The fears of nuclear terrorism unsurprisingly have been tailored (no pun intended) to the times in which they are situated. So the fears of the 1970s tend to be about ideological terrorists modeled on the Weathermen, the KKK, and the PLO, all of whom were major "terrorists" of the 1970s. By the end of the Cold War, it became about ex-Soviets or diverted Russian fissile material. By the mid-to-late 1990s, and especially after 2001, it became about Muslim fanatics.
Anyway. There is much more one could say on this, and in fact my book which comes out next summer (on the history of nuclear secrecy in the US) has a rather long chapter subsection on "Atoms for Terror," which is all about how this trope developed and its implications for policy.
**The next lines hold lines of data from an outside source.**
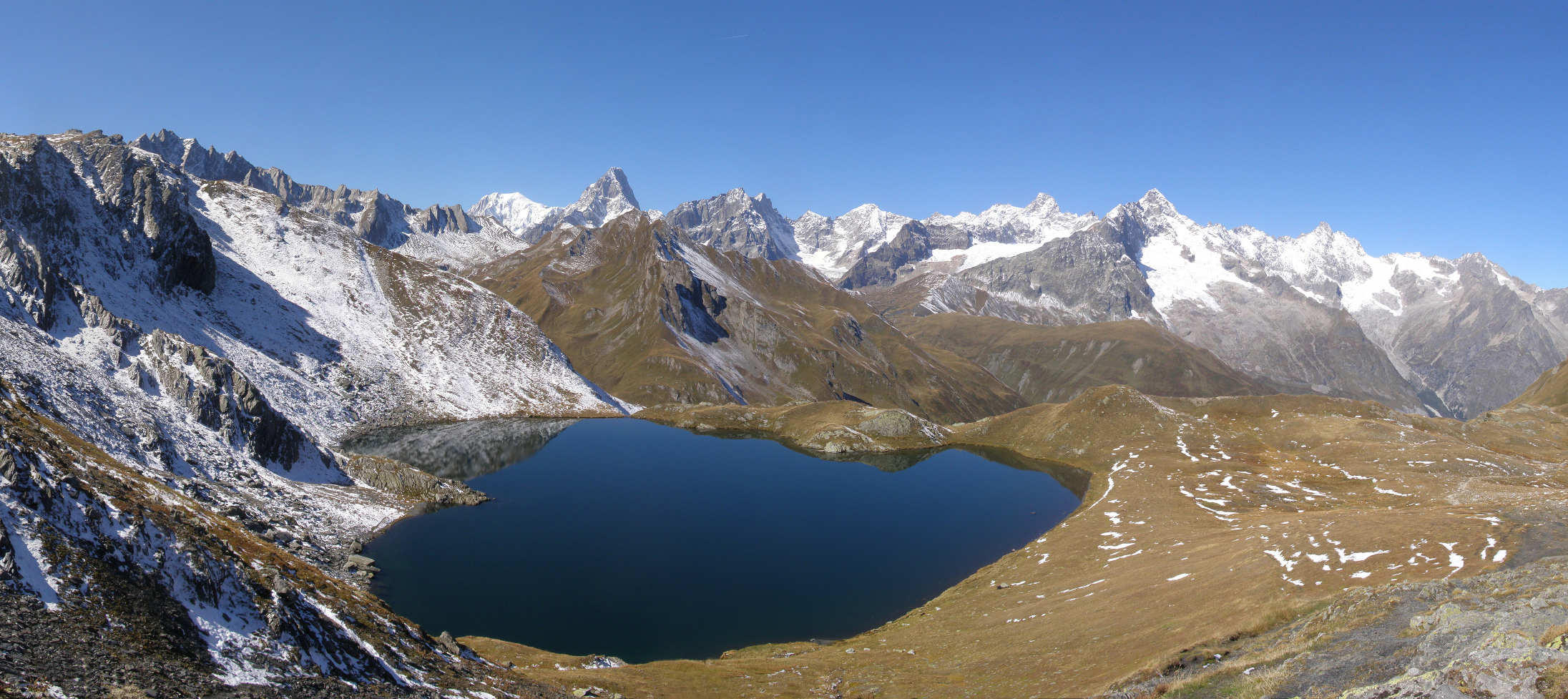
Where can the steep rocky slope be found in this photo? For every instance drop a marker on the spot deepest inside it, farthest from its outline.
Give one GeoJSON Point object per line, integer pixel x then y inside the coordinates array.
{"type": "Point", "coordinates": [1313, 313]}
{"type": "Point", "coordinates": [657, 318]}
{"type": "Point", "coordinates": [1057, 364]}
{"type": "Point", "coordinates": [734, 221]}
{"type": "Point", "coordinates": [439, 234]}
{"type": "Point", "coordinates": [181, 358]}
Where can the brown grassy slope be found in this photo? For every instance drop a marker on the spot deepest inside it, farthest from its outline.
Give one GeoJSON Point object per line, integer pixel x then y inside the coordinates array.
{"type": "Point", "coordinates": [1549, 391]}
{"type": "Point", "coordinates": [656, 318]}
{"type": "Point", "coordinates": [1194, 507]}
{"type": "Point", "coordinates": [1056, 364]}
{"type": "Point", "coordinates": [59, 477]}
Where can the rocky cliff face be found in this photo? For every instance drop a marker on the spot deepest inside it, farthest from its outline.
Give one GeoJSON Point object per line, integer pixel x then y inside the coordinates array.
{"type": "Point", "coordinates": [439, 234]}
{"type": "Point", "coordinates": [1311, 314]}
{"type": "Point", "coordinates": [734, 221]}
{"type": "Point", "coordinates": [607, 198]}
{"type": "Point", "coordinates": [657, 318]}
{"type": "Point", "coordinates": [181, 356]}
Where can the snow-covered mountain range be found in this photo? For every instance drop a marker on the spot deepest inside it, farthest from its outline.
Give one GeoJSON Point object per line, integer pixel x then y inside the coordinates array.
{"type": "Point", "coordinates": [205, 346]}
{"type": "Point", "coordinates": [189, 339]}
{"type": "Point", "coordinates": [1316, 311]}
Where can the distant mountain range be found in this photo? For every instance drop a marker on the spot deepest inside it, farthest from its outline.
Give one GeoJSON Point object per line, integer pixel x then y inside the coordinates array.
{"type": "Point", "coordinates": [1310, 314]}
{"type": "Point", "coordinates": [189, 341]}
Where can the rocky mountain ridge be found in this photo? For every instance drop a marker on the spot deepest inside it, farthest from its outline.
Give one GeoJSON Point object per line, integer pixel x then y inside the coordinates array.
{"type": "Point", "coordinates": [181, 358]}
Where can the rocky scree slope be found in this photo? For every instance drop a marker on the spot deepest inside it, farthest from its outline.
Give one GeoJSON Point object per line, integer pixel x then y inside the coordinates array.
{"type": "Point", "coordinates": [607, 198]}
{"type": "Point", "coordinates": [214, 342]}
{"type": "Point", "coordinates": [1313, 313]}
{"type": "Point", "coordinates": [1308, 314]}
{"type": "Point", "coordinates": [656, 317]}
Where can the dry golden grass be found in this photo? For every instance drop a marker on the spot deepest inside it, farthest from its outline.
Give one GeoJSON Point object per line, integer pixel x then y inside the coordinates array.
{"type": "Point", "coordinates": [1081, 610]}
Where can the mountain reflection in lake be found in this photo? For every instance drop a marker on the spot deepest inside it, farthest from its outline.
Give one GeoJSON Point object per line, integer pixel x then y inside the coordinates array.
{"type": "Point", "coordinates": [635, 539]}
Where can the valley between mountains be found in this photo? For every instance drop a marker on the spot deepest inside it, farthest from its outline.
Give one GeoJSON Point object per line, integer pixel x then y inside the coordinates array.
{"type": "Point", "coordinates": [1305, 471]}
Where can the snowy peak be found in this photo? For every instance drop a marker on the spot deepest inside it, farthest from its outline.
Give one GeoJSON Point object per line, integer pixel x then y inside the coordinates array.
{"type": "Point", "coordinates": [1156, 200]}
{"type": "Point", "coordinates": [607, 198]}
{"type": "Point", "coordinates": [734, 221]}
{"type": "Point", "coordinates": [513, 210]}
{"type": "Point", "coordinates": [1043, 204]}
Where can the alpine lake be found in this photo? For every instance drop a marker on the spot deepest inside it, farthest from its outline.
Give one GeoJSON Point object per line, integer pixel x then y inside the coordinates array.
{"type": "Point", "coordinates": [642, 541]}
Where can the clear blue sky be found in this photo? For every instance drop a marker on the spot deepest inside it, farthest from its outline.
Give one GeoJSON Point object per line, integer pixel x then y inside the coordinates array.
{"type": "Point", "coordinates": [1415, 127]}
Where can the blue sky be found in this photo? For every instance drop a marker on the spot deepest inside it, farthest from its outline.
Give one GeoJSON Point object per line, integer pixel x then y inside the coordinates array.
{"type": "Point", "coordinates": [1434, 127]}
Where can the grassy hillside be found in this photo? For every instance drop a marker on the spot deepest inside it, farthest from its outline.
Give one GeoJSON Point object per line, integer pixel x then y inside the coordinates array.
{"type": "Point", "coordinates": [1549, 391]}
{"type": "Point", "coordinates": [1056, 364]}
{"type": "Point", "coordinates": [655, 318]}
{"type": "Point", "coordinates": [1206, 522]}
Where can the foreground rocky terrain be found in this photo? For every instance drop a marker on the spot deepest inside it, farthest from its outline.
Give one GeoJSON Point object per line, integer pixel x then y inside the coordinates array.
{"type": "Point", "coordinates": [192, 347]}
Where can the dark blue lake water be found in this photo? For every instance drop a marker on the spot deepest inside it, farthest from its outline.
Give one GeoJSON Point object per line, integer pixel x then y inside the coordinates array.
{"type": "Point", "coordinates": [643, 541]}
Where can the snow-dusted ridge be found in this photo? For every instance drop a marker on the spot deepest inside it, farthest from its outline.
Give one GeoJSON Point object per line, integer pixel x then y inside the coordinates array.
{"type": "Point", "coordinates": [210, 342]}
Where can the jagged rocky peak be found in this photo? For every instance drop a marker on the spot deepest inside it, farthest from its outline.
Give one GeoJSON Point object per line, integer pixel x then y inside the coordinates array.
{"type": "Point", "coordinates": [736, 221]}
{"type": "Point", "coordinates": [607, 198]}
{"type": "Point", "coordinates": [513, 210]}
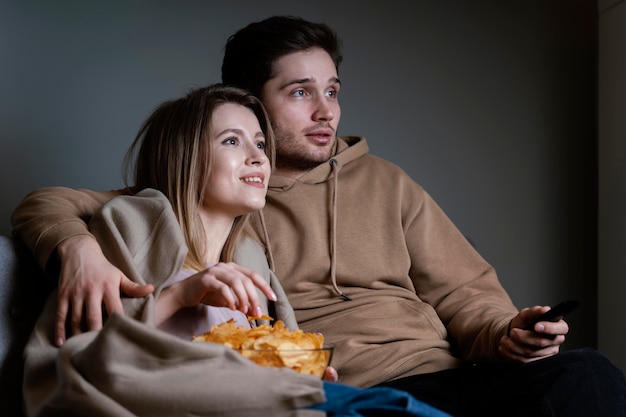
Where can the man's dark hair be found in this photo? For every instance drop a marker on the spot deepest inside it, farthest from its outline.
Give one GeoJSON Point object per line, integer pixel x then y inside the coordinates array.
{"type": "Point", "coordinates": [250, 53]}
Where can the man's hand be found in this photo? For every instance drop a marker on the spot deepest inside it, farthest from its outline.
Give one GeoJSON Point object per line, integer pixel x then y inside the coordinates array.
{"type": "Point", "coordinates": [530, 345]}
{"type": "Point", "coordinates": [86, 281]}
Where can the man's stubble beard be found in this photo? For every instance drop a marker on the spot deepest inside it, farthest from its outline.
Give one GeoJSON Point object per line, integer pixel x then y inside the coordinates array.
{"type": "Point", "coordinates": [295, 156]}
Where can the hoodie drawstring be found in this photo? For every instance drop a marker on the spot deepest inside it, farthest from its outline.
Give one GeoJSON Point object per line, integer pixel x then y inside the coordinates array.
{"type": "Point", "coordinates": [333, 231]}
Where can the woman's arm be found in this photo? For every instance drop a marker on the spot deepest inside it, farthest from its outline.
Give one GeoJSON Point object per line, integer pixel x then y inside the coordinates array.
{"type": "Point", "coordinates": [52, 222]}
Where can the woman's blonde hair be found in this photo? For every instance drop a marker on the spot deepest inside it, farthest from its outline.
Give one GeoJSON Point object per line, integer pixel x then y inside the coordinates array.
{"type": "Point", "coordinates": [172, 153]}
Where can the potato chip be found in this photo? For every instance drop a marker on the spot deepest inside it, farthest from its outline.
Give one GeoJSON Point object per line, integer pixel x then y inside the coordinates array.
{"type": "Point", "coordinates": [275, 345]}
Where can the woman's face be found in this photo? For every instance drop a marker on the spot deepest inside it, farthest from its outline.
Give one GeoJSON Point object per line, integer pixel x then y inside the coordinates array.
{"type": "Point", "coordinates": [238, 181]}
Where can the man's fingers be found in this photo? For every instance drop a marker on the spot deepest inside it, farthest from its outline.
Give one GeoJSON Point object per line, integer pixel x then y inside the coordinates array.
{"type": "Point", "coordinates": [93, 313]}
{"type": "Point", "coordinates": [59, 326]}
{"type": "Point", "coordinates": [134, 290]}
{"type": "Point", "coordinates": [76, 318]}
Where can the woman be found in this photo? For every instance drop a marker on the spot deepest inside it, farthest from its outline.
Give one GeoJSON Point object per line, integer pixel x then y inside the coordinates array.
{"type": "Point", "coordinates": [201, 165]}
{"type": "Point", "coordinates": [210, 153]}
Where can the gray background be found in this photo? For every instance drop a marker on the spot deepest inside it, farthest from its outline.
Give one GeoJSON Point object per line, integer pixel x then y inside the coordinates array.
{"type": "Point", "coordinates": [490, 105]}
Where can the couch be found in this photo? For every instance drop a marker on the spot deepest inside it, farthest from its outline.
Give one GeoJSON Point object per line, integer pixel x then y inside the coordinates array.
{"type": "Point", "coordinates": [23, 290]}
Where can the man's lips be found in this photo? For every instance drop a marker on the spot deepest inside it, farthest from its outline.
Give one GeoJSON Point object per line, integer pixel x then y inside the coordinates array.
{"type": "Point", "coordinates": [320, 136]}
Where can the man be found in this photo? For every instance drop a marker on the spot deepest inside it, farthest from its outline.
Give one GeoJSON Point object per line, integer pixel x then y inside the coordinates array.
{"type": "Point", "coordinates": [365, 256]}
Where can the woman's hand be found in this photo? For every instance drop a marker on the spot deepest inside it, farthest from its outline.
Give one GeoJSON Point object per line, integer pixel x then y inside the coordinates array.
{"type": "Point", "coordinates": [529, 345]}
{"type": "Point", "coordinates": [330, 374]}
{"type": "Point", "coordinates": [222, 285]}
{"type": "Point", "coordinates": [86, 281]}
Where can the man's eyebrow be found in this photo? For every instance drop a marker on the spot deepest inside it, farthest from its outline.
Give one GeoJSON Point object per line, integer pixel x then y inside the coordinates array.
{"type": "Point", "coordinates": [332, 80]}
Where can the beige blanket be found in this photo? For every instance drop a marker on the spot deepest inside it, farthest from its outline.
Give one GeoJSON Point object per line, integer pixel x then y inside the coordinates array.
{"type": "Point", "coordinates": [130, 368]}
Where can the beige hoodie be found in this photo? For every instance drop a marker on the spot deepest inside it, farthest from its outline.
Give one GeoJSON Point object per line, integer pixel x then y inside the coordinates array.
{"type": "Point", "coordinates": [420, 296]}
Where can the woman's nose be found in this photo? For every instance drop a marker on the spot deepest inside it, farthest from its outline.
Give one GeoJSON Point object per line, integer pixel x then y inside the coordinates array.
{"type": "Point", "coordinates": [257, 156]}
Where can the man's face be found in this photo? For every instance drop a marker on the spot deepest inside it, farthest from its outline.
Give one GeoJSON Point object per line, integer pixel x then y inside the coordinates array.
{"type": "Point", "coordinates": [302, 102]}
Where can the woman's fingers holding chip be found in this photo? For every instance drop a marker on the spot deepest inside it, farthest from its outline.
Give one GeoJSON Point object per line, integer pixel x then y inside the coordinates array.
{"type": "Point", "coordinates": [233, 286]}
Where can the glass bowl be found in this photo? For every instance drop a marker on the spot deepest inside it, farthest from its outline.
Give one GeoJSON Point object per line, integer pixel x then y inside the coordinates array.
{"type": "Point", "coordinates": [305, 361]}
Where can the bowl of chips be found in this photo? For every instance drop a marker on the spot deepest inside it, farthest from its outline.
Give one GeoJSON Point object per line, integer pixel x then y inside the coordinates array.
{"type": "Point", "coordinates": [275, 346]}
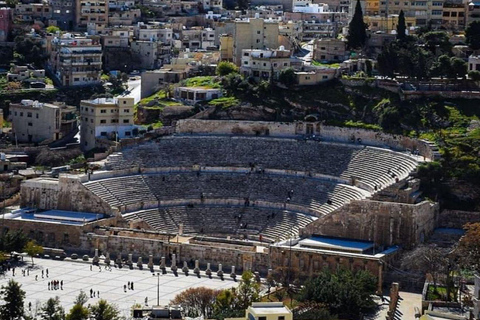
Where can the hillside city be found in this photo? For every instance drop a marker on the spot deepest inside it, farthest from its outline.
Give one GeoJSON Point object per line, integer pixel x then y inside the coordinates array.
{"type": "Point", "coordinates": [240, 159]}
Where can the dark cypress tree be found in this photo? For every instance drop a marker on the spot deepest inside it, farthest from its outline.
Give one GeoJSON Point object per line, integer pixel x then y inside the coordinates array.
{"type": "Point", "coordinates": [401, 27]}
{"type": "Point", "coordinates": [357, 34]}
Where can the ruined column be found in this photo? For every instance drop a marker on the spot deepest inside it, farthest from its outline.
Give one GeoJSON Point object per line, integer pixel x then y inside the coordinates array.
{"type": "Point", "coordinates": [220, 271]}
{"type": "Point", "coordinates": [233, 275]}
{"type": "Point", "coordinates": [163, 265]}
{"type": "Point", "coordinates": [150, 262]}
{"type": "Point", "coordinates": [96, 259]}
{"type": "Point", "coordinates": [197, 268]}
{"type": "Point", "coordinates": [185, 267]}
{"type": "Point", "coordinates": [174, 263]}
{"type": "Point", "coordinates": [208, 271]}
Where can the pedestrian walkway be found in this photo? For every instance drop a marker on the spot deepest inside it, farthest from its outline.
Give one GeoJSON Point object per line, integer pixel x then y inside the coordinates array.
{"type": "Point", "coordinates": [77, 276]}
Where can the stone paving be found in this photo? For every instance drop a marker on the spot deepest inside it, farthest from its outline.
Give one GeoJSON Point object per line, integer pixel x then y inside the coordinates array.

But the above is a brief overview. So far, nuclear terrorism has remained a mostly hypothetical threat — there are indications that terrorists have desired nuclear weapons, and some (like Japan's Aum Shinrikyo group) have even tried to make concrete steps in this direction, but as far as we know, none have ever gotten very close to acquiring the necessary fuel for a weapon. Whether that is because the fuels are well-kept, or the agencies of detection very good, or because we are simply unaware that they have yet done it, or because we are lucky is unknown — and part of what makes the issue unsettling.